Karopenmas menambahkan, jika ada WNI yang teridentifikasi sebagai eks-simpatisan atau eks-kombatan di Irak atau Suriah serta diketahui baru pulang Indonesia, mereka akan "disaring" terlebih dahulu. "Oleh Kementerian Luar Negeri RI, Polri, BNPT, BIN dan BAIS," tambah Dedi.

Proses 'penyaringan' itu merujuk pada apa yang pernah dijalani oleh Nur Dhania dan keluarga, WNI eks-simpatisan ISIS yang dilaporkan telah pulang ke Indonesia baru-baru ini.

Seperti dikutip dari ABC Indonesia, anggota keluarga Nur Dhania menghabiskan beberapa minggu dalam program deradikalisasi sebelum dibebaskan.

Mantan kepala BNPT Ansyad Mbay sebelumnya menyatakan pentingnya memberikan kesempatan kedua kepada mereka.

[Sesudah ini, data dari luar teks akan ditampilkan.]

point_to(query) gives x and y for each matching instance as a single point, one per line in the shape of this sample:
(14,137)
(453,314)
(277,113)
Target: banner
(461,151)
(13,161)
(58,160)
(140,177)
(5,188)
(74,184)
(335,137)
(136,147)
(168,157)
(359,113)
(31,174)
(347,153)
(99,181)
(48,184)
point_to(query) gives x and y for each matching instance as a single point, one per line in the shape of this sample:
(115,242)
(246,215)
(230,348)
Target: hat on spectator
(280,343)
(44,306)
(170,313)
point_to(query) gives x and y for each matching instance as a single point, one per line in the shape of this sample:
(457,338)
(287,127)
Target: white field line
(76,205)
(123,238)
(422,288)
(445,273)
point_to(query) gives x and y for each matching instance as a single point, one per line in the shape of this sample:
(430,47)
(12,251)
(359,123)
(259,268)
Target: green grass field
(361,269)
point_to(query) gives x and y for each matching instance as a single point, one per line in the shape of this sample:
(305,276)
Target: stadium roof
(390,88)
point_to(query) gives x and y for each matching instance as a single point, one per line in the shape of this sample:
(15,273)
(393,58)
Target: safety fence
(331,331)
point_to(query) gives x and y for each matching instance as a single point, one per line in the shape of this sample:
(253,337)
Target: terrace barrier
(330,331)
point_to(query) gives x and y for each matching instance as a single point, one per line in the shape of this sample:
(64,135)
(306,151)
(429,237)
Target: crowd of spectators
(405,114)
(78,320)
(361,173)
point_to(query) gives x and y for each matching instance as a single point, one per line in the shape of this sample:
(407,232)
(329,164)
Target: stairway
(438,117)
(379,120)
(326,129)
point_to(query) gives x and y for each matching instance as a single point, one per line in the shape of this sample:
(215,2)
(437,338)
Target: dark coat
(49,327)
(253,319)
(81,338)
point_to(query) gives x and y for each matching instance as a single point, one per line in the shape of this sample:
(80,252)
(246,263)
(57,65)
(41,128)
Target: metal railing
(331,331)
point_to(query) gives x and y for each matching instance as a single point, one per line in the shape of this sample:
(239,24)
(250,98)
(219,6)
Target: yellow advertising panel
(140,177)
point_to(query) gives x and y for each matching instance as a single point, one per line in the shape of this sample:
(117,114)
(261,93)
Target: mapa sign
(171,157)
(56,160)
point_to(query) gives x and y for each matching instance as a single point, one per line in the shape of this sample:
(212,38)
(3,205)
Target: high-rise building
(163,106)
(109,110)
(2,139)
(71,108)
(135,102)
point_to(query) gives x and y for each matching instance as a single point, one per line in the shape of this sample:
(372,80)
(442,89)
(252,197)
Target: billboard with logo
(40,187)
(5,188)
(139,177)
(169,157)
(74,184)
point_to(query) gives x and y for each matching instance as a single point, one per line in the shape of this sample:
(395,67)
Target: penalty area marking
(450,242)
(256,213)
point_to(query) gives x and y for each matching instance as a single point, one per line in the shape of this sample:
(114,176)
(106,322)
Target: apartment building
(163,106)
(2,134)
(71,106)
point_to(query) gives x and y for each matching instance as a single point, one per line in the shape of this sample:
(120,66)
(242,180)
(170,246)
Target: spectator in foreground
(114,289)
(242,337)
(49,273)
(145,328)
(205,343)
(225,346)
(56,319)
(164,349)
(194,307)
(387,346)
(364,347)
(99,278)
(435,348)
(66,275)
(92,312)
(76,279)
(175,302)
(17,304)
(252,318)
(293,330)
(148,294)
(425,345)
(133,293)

"Mereka mendukung ISIS, tapi mereka sebenarnya ditipu. Dari sudut pandang kemanusiaan, siapa lagi yang akan menerimanya jika bukan kita? Kita tidak bisa membuang mereka ke laut, apalagi mereka menunjukkan penyesalan," katanya.

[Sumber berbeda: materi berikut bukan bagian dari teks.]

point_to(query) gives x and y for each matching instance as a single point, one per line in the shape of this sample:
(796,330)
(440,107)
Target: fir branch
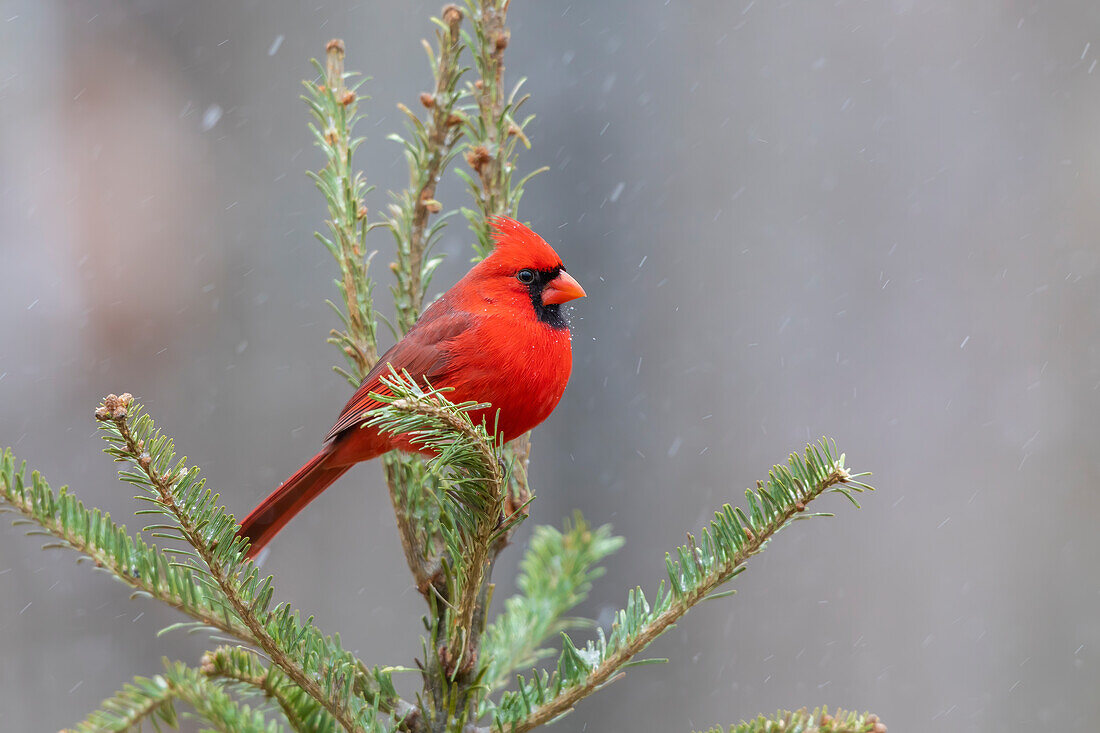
(243,667)
(153,699)
(429,148)
(556,573)
(492,129)
(218,559)
(143,699)
(701,567)
(334,107)
(147,570)
(473,518)
(818,721)
(415,493)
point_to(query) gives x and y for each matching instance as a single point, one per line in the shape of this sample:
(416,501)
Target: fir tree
(455,512)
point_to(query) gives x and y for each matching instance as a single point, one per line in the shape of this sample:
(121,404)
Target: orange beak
(562,288)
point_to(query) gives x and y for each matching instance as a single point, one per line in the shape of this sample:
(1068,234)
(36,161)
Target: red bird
(498,337)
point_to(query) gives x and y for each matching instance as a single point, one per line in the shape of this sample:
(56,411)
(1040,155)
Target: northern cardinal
(498,336)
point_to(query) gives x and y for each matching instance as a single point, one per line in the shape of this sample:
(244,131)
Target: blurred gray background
(873,220)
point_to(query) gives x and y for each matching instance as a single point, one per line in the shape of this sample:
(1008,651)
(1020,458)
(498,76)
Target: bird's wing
(422,353)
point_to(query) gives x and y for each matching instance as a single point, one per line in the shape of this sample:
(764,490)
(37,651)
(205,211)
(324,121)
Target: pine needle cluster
(274,669)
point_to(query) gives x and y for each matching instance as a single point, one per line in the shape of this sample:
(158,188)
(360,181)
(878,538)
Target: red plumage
(497,337)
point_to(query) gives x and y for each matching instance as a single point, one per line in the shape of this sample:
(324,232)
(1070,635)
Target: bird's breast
(519,368)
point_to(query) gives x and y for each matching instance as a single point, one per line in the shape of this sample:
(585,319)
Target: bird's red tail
(285,502)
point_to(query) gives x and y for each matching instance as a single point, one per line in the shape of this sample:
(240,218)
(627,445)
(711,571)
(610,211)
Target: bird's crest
(518,245)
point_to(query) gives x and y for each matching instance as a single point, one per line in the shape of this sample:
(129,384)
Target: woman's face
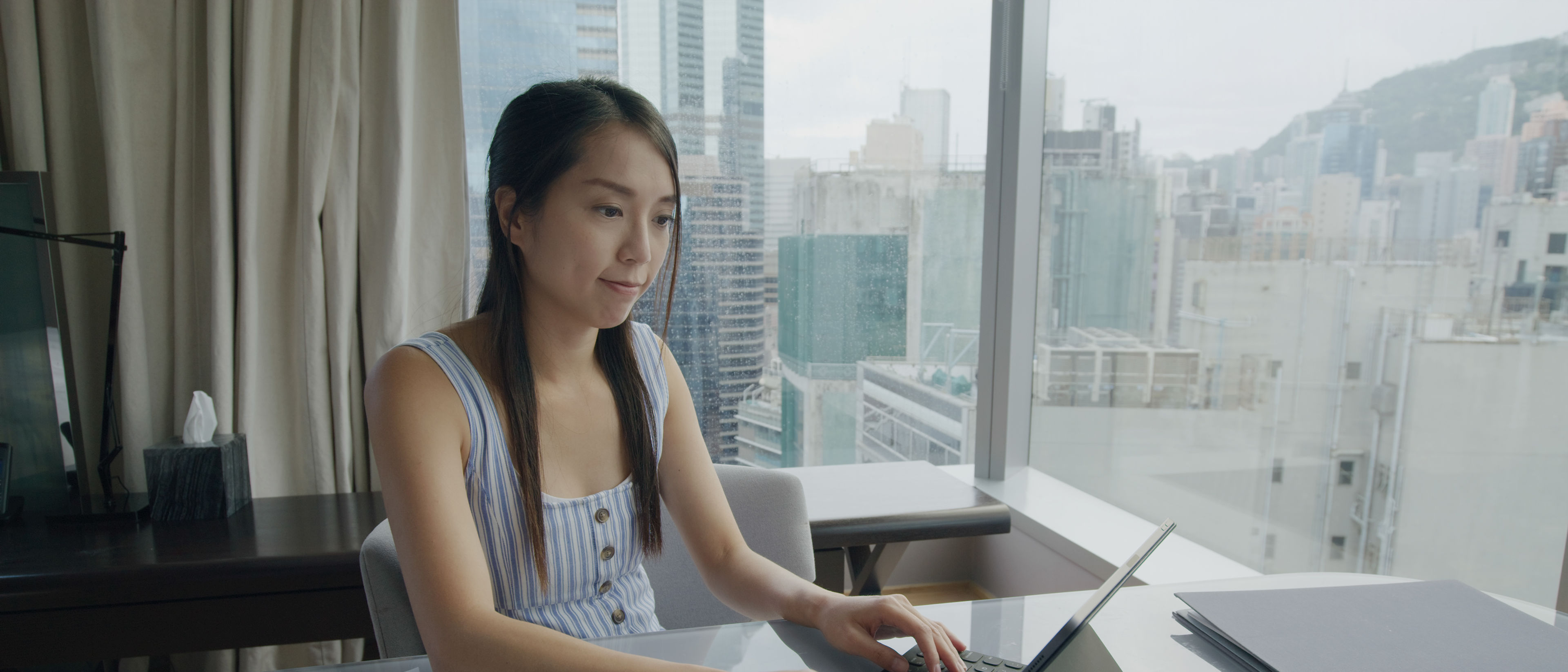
(603,232)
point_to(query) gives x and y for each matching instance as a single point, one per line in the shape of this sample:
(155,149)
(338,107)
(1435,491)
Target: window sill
(1097,535)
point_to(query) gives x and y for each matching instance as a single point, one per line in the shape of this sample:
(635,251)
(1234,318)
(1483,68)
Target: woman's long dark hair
(539,138)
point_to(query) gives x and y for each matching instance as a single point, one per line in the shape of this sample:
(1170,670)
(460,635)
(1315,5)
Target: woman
(524,453)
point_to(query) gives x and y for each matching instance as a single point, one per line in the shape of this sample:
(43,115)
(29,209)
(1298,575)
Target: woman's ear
(510,221)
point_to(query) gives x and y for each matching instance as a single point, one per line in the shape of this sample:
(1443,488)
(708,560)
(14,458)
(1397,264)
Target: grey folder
(1420,625)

"Mari merangkul mereka kembali ke masyarakat dan belajar dari kesalahan mereka."

 

Simak video pilihan berikut:

 

Polemik Data WNI di Suriah

Ilustrasi wanita pengikut ISIS di Singapura. (AFP)
Ilustrasi wanita pengikut ISIS (AFP).

Juru Bicara Kemlu RI, Arrmanatha Nasir, menjelaskan situasi yang tidak kondusif di Suriah membuat pemerintah kesulitan untuk mendapatkan data pasti mengenai WNI yang ada di sana

"Tentunya ketika ada repatriasi 2012-2016, sebagian besar WNI yang terdokumentasi sudah keluar dari Suriah. Cuma memang kita deteksi ada yang masuk secara ilegal ke Suriah," jelasnya, Kamis, 28 Maret 2019.

Arrmanatha menjelaskan, pemerintah kesulitan mendeteksi WNI yang masuk ke Suriah secara ilegal.

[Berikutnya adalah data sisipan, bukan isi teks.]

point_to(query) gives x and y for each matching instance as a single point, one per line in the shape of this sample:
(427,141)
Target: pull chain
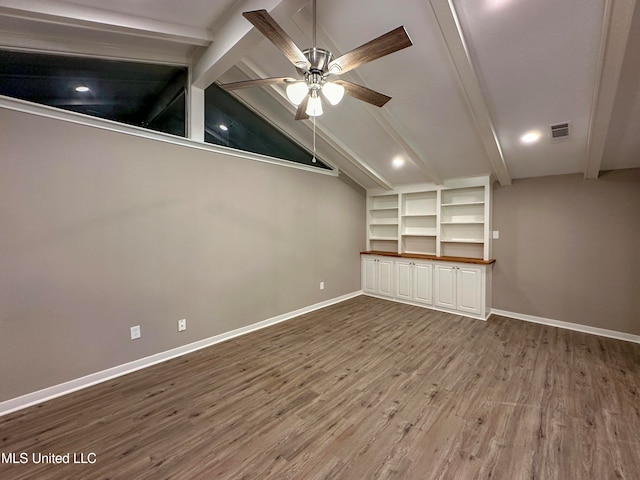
(314,140)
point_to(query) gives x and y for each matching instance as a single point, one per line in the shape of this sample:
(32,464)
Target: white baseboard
(65,388)
(430,307)
(603,332)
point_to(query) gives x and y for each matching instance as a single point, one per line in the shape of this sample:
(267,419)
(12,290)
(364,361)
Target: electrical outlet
(136,332)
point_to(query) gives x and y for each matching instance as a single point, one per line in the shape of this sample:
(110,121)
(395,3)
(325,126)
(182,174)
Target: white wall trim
(49,393)
(430,307)
(603,332)
(23,106)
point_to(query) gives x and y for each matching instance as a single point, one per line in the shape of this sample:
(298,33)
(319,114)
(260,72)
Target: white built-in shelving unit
(449,220)
(382,222)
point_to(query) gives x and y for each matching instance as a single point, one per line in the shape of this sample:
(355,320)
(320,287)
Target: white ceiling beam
(383,116)
(451,30)
(253,71)
(236,37)
(60,13)
(616,26)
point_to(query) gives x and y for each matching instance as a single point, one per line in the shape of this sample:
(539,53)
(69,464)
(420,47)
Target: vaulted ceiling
(480,74)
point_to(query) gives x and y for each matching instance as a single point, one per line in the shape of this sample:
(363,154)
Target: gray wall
(569,249)
(101,231)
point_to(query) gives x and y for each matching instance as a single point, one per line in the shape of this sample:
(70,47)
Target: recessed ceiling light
(531,137)
(397,162)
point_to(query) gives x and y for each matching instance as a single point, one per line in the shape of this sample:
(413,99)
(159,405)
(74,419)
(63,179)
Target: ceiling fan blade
(363,93)
(390,42)
(257,83)
(301,113)
(274,33)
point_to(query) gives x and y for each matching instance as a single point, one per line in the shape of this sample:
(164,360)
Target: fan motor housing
(319,59)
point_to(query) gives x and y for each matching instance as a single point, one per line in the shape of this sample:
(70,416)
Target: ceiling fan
(317,66)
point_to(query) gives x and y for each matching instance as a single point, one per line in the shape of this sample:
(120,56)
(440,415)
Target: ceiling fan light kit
(317,65)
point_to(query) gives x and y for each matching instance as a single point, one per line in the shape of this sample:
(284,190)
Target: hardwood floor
(364,389)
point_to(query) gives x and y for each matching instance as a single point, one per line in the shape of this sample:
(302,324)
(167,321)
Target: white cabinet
(414,281)
(377,275)
(460,287)
(457,287)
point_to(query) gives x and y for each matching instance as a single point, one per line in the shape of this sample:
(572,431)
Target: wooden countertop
(418,256)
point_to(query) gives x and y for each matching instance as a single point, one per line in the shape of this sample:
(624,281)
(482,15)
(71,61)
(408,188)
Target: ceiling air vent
(559,131)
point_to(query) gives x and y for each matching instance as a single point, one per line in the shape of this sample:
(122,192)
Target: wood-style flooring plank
(364,389)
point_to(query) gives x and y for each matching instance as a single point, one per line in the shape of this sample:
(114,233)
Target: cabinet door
(403,280)
(445,286)
(369,274)
(423,283)
(469,289)
(385,277)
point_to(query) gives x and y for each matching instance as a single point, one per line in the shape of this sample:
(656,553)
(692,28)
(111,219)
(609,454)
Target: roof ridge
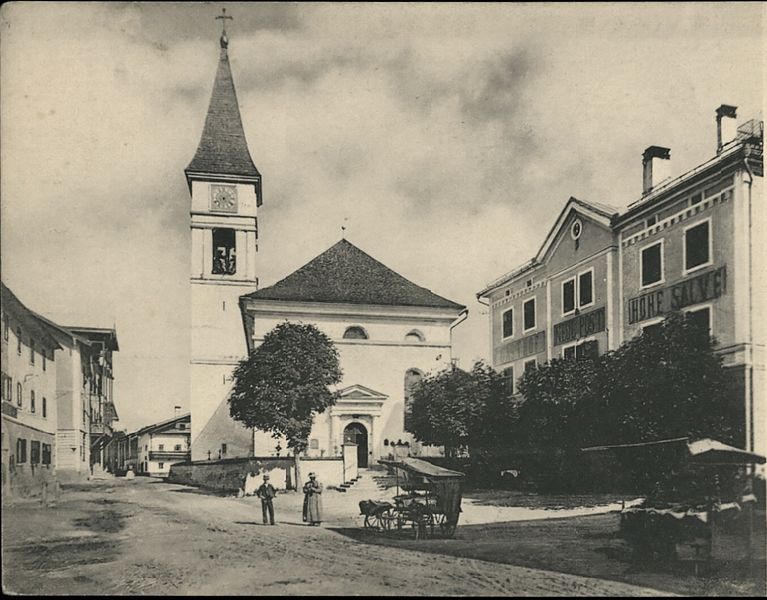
(346,274)
(223,147)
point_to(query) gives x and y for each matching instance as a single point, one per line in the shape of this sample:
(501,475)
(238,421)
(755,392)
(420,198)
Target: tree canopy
(285,382)
(456,408)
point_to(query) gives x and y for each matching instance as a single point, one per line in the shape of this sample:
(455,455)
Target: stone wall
(330,471)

"Dari awal mereka masuk secara ilegal tidak terdata. Maka, sulit bagi kita untuk mendeteksi mereka sekarang ada di mana."

Merujuk data terakhir dari Kepala Staf Kepresidenan (KSP) Moeldoko pada Mei 2018, militan ISIS asal Indonesia yang masih ada di Suriah berjumlah 590 orang. Moeldoko juga mencatat bahwa WNI yang meninggal sebanyak 103 orang, 86 orang pulang ke Indonesia, 539 orang dideportasi sebelum sampai, dan satu orang berhasil dicegah sebelum pergi.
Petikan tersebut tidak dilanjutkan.